Jeremy Langmead, Men’s Style Editor at The Times Magazine, Grooming Editor at Times LUXX and part of Mr Porter’s Style Council, places beauty in high regard and isn’t ashamed to admit it. In fact, he’s just released a book all about it. He tells us all about how he streamlines his own routine and why men shouldn’t view taking care of themselves as a bad thing…
A Personal Interest In Beauty
The science and philosophy behind beauty and skincare is fascinating and the multiple benefits of looking and feeling good are underestimated. Like any other organ in our body, our skin needs maintenance on a regular basis. Personally, I like to take care of myself and look my best. I always use high sun protection and (annoyingly) avoid the sun. Twice a day, I cleanse my skin and feed it with hydrating serums and nourishing masks. It doesn’t take long, and you soon learn which products work best for your skin. Dr David Jack Face Paints Blue, £139.00 is great at instantly making my skin look brighter and I swear by Sisley-Paris night creams to repair my skin. In the mornings, I spoon The Ordinary 100% Niacinamide Powder, £4.90 into my moisturiser for a fresh yet shine-free finish. Another saviour is Dr Dennis Gross Ferulic + Retinol Triple Correction Eye Serum, £68.00 which helps tackle the crepey skin around my eyes and reduce fine lines.
Male Beauty Isn’t Something To Be Shy Of
Men don’t often share their beauty routines or secrets with each other or like admitting to using too many products. They certainly don’t reveal to having had any tweakments such as Botox. It was this that sparked my idea for the book I’ve just written as I found there was a lack of helpful tips available to help men look their best. My book, Vain Glorious: A shameless guide for men who want to look their best, tells it how it is in honest, frank and hopefully, humorous fashion. It answers the questions men don’t ask each other and also weaves in a narrative of my own journey through the shallows of male vanity. Let’s hope it informs and entertains.
Sharing My Own Routine
Much like my skincare, I’ve edited down other areas of my grooming routine and have found the products that work best for me. I keep my hair fairly short and tousled so that minimum effort is required. Recently I’ve swapped shampoo bottles for bars as they’re far more eco-friendly and I style my hair with Oribe Superfine Hairspray, £38.00 for added texture and shape. For a messier, natural look, I’ll occasionally use a dash of Bumble and Bumble Surf Spray, £22.00.
My beard is also short and low maintenance - I give it a trim every three days. As you get older, your eyebrows become a bit of a pain. I trim these too - never pluck. Tom Ford Brow Definer Gel, £37.00 is my go-to for keeping them in shape and adding natural definition. It’s undeniably one of my favourite grooming products.

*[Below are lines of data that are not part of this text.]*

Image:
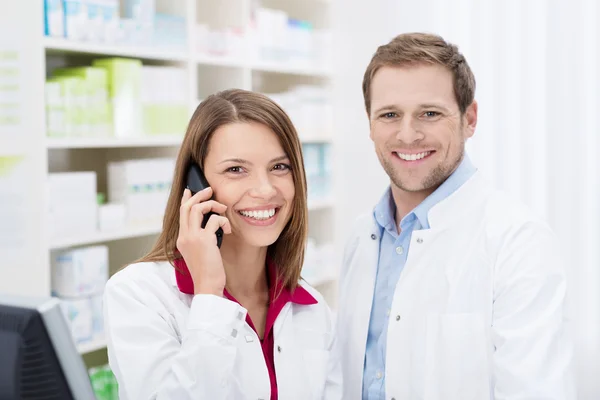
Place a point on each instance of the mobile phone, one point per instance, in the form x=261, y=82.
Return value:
x=196, y=181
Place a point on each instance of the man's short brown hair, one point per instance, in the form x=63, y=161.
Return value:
x=423, y=48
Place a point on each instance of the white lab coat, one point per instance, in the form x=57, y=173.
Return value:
x=165, y=344
x=478, y=311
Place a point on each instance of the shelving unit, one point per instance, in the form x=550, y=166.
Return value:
x=27, y=271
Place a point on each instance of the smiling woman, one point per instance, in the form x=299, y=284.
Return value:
x=212, y=315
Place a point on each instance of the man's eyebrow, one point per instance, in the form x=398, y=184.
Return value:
x=421, y=106
x=434, y=105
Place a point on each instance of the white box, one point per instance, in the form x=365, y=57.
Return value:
x=78, y=313
x=72, y=208
x=54, y=18
x=143, y=186
x=96, y=304
x=111, y=216
x=79, y=272
x=76, y=19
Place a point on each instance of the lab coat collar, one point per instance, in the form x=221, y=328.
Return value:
x=458, y=205
x=184, y=282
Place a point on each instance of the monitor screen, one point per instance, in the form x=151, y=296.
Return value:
x=39, y=359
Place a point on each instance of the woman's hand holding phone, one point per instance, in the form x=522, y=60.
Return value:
x=198, y=245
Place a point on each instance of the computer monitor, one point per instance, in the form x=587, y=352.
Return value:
x=38, y=358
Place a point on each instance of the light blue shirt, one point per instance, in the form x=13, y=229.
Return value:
x=393, y=251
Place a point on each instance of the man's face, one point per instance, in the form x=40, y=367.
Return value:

Fragrance wise, I like them subtle. The ones you notice after, not when, meeting someone. I don’t like to be defined by scent. Byredo Sunday Cologne Eau de Parfum, £122.00 is one of those complimentary scents that doesn’t overpower. It’s fresh and citrusy, easy like a Sunday morning I suppose. It’s also fitting since Sundays are my favourite day of the week.

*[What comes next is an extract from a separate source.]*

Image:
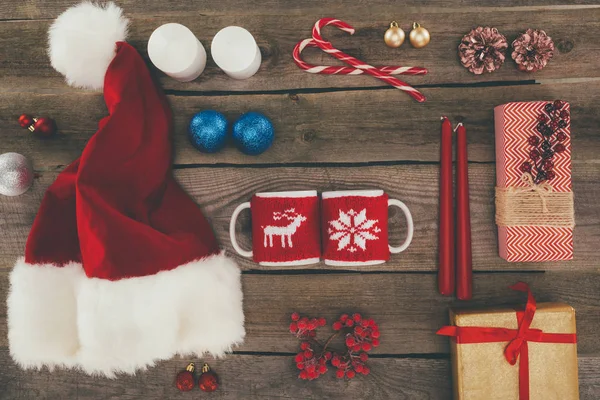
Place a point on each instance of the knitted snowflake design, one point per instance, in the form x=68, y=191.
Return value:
x=352, y=230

Gifting Grooming Products Never Fails
It seems there is now a new generation growing up (mostly found on TikTok and YouTube) who have no such qualms about being honest in their quest for looking good. Middle-aged men still regard vanity with suspicion and are highly sceptical about the new wave of non-invasive treatments available. It’s odd because they will take a tablet for a headache or upset stomach but view a treatment for their skin as unnecessary. Seeing as many men are so reluctant to delve into self-care, beauty and grooming products can make for great gifts. My best advice? Always choose a tight edit of products that are simple and obvious. Men nearly always use gifts (albeit on the quiet) if they easily can understand what they’ll achieve from them.